Health Savings Accounts

Health savings accounts (HSAs) are a valuable tool that can be used to combat the ever-increasing cost of health care coverage in the United States. Although there are strict rules regarding eligibility and the maximum amounts that can be saved each year, HSAs can help customers defray the cost of medical coverage by allowing users to save money on a pre-tax basis to cover medical bills.

Characteristics of Health Savings Accounts

HSAs are savings accounts set up to help defray the cost of medical care. According to the United States Treasury, these accounts are designed for those individuals and families who have health plans with high deductibles. HSAs are different from health insurance, flexible spending accounts and medical spending accounts in that they can be considered an alternative to traditional health insurance because they allow the account holder to save for both current and future health care needs with pre-tax dollars.

Health insurance, on the other hand, is coverage typically provided as a benefit by an employer. The employee may pay a portion of the charges with pre-tax dollars, but the insurance benefits and bills are paid by the insurance companies (minus the employees deductible). This is different from an HSA in two main ways: contributions to the account are made solely by its owner; and there is a maximum amount allowed in contribution.

HSAs also differ from employee sponsored flexible spending accounts (FSA) because the money in them can roll over and continue to grow from year to year, whereas the FSA dollars are lost if not used in the current year.

Eligibility for Health Savings Accounts

To qualify for participation in an HSA, the investor (which can be an individual or family) must have a high-deductible health plan (HDHP). These plans are typically less expensive than traditional coverage but, as the name indicates, they carry a high deductible. HSAs are not allowed for those who have no insurance, are participating in Medicare or have received Veterans Administration benefits within the last 3 months. It is important to note, however, the individuals do not need to be employed to qualify they simply need to be enrolled in an HDHP.

Benefits of Health Savings Accounts

HSAs have several benefits. First, they carry a range of excellent tax benefits. For instance, money invested in HSAs is tax deductible and can grow free from federal taxes (similar to individual retirement accounts, or IRAs). This promotes growth for a long term basis, especially if not all the dollars were used in the year contributed. Another tax advantage is that the money can be withdrawn from the HSA for qualified medical expenses.

Another benefit is that the account owner controls how its money is invested and how it is spent, without input from an insurance company.

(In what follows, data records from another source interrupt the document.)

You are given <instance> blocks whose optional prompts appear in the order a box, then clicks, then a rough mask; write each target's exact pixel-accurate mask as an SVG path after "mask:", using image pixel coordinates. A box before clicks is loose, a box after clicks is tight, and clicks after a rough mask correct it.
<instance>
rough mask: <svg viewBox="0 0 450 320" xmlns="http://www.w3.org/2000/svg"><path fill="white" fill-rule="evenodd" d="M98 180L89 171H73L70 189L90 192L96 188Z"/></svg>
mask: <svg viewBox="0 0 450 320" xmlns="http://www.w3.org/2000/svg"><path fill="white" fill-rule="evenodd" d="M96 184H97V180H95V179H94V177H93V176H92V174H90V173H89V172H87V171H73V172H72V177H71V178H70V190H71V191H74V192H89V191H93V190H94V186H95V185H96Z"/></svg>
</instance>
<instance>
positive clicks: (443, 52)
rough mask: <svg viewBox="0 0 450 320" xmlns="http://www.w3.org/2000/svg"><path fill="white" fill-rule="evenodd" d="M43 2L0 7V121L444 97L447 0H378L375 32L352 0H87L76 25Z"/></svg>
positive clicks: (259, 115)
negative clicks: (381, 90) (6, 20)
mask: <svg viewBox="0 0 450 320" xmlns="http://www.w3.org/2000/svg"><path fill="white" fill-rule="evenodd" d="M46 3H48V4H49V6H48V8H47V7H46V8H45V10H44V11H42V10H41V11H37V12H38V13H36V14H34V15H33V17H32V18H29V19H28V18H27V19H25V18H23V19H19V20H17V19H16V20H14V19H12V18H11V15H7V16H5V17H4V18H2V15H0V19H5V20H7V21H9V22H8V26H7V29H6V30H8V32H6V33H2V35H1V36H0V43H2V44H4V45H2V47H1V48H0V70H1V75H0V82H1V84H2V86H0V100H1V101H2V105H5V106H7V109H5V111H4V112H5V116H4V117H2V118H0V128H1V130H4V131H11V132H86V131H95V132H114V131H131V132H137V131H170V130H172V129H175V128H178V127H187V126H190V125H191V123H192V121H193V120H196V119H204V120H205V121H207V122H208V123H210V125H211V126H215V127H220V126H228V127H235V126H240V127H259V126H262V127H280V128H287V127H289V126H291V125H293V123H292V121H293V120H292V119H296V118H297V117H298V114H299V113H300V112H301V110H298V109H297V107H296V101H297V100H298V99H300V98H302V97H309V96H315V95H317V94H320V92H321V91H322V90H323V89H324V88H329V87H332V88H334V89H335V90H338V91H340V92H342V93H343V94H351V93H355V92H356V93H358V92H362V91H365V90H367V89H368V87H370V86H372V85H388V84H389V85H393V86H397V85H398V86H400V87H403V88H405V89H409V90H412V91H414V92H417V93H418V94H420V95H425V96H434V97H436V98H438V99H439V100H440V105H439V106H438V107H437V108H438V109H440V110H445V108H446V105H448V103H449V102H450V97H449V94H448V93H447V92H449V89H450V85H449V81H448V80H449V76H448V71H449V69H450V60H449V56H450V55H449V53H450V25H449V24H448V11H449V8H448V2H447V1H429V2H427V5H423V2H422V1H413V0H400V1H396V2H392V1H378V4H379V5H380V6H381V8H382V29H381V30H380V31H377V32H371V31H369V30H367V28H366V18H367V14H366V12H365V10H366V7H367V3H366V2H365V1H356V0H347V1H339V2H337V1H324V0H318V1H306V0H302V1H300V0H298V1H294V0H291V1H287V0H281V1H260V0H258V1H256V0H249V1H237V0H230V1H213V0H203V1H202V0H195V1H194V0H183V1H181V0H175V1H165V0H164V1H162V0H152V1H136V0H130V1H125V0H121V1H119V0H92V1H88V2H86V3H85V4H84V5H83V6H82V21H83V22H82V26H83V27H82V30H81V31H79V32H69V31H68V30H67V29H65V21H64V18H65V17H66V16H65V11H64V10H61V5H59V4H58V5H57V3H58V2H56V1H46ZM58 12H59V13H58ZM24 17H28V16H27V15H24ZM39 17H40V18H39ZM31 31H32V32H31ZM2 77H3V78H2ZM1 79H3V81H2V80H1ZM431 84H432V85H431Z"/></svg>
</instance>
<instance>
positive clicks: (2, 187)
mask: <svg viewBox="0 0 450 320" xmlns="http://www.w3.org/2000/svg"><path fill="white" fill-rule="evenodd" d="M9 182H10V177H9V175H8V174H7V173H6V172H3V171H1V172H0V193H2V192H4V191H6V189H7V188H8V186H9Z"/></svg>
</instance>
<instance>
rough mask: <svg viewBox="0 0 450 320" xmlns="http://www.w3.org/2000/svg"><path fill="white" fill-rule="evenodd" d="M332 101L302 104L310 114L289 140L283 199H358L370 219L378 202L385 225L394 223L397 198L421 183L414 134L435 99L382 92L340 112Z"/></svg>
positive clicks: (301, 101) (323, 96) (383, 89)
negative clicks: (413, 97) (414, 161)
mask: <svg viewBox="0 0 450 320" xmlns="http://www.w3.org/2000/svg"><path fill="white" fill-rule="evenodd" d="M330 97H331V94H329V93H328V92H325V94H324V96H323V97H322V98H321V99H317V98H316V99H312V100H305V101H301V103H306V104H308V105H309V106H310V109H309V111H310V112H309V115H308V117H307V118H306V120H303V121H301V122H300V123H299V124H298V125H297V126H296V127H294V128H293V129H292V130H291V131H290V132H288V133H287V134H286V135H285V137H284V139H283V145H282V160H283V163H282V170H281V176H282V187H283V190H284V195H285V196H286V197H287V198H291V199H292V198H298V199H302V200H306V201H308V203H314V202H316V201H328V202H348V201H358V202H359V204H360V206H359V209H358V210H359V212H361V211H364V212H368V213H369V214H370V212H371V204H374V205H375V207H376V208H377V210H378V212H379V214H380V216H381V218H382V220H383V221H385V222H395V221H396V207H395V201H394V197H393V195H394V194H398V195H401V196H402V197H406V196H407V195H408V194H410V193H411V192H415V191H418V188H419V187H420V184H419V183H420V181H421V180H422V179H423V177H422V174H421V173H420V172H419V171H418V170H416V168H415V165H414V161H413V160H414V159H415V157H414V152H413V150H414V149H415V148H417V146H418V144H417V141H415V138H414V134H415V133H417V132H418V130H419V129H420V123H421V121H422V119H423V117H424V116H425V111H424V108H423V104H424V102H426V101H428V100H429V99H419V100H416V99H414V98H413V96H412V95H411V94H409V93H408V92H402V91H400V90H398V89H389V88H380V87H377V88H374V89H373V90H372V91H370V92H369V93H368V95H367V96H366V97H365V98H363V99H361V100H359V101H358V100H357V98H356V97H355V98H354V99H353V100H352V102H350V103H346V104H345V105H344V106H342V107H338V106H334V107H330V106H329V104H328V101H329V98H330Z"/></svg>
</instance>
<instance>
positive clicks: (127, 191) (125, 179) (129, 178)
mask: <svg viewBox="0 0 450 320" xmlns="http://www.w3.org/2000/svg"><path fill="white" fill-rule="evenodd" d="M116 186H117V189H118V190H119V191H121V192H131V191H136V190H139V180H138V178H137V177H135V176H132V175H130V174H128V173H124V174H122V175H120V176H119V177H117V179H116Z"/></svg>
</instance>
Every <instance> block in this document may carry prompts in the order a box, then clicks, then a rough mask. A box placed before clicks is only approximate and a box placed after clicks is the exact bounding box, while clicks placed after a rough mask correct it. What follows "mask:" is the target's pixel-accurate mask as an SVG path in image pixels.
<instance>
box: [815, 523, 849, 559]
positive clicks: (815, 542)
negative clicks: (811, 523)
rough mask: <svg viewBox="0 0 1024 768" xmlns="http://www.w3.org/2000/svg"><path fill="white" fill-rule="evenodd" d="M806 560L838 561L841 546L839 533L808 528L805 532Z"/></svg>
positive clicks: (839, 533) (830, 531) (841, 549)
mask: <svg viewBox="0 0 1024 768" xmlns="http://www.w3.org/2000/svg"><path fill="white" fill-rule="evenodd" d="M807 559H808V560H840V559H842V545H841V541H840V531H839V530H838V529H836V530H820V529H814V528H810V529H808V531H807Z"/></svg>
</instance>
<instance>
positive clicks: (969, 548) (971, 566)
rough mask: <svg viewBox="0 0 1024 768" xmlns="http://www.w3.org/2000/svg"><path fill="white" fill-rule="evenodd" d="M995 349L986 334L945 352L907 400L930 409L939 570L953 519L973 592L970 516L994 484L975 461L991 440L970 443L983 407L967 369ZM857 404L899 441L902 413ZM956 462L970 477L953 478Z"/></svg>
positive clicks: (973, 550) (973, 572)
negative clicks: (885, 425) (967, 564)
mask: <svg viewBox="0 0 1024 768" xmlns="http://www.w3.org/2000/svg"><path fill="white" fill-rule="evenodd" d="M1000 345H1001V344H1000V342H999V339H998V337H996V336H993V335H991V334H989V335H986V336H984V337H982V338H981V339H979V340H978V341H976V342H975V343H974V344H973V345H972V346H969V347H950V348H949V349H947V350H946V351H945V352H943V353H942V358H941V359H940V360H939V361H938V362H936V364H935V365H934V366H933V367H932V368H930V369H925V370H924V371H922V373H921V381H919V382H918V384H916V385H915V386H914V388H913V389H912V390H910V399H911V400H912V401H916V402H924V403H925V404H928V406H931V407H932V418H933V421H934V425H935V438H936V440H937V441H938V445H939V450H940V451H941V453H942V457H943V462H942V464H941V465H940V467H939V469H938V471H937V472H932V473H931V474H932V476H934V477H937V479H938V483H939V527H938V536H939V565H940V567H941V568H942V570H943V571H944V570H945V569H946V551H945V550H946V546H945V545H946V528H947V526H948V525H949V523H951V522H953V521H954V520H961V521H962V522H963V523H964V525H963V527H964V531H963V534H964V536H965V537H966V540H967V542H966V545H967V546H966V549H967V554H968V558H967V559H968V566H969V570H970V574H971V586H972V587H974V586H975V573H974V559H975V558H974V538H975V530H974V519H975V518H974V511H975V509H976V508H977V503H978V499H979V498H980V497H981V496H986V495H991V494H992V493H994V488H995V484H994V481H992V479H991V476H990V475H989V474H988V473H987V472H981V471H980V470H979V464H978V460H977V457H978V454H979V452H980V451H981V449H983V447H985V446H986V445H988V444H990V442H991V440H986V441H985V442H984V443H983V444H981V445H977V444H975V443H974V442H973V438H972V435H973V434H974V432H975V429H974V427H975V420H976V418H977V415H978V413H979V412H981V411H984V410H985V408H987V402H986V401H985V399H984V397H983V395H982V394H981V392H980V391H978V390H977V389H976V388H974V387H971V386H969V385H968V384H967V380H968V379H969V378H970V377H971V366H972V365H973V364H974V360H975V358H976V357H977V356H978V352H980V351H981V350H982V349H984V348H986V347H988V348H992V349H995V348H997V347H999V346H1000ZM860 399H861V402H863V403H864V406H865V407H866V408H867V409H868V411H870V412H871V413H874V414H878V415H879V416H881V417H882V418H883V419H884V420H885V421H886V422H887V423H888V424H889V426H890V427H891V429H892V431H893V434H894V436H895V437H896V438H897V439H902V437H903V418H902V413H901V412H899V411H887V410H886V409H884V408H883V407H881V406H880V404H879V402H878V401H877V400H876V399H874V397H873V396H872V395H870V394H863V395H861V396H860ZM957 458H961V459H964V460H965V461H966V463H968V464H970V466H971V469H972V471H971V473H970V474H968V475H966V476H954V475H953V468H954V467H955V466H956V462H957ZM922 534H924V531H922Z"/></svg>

This could encourage plan members to exercise caution in selecting health care since it is their money being spent, rather than having the cost be covered by a large insurance company.

Finally, because customers are likely to be more frugal with their health care dollars, it may drive positive reform in the health care industry by encouraging healthcare providers to evaluate fair market value for their services. There are also no income limits for participation in an HSA, though there are contribution limits that vary from year to year.

Opening a Health Savings Account

HSAs can be opened through an insurance company, credit union, bank or employer. If offered through the employer, participants can generally fund the account with pre-tax dollars; if not, the tax benefit may not be recognized until the following year, after tax returns are filed.

HSA Insider offers some useful tips on opening and managing a health savings account. For example, couples can open separate accounts, and all accounts must be opened at institutions that meet the IRS standards for being a custodian or trustee for IRAs (insured banks or credit unions automatically qualify for this status.) Accounts can also be opened before coverage begins in a high deductible health plan, but they will not become established or active until the day coverage begins in the HDHP.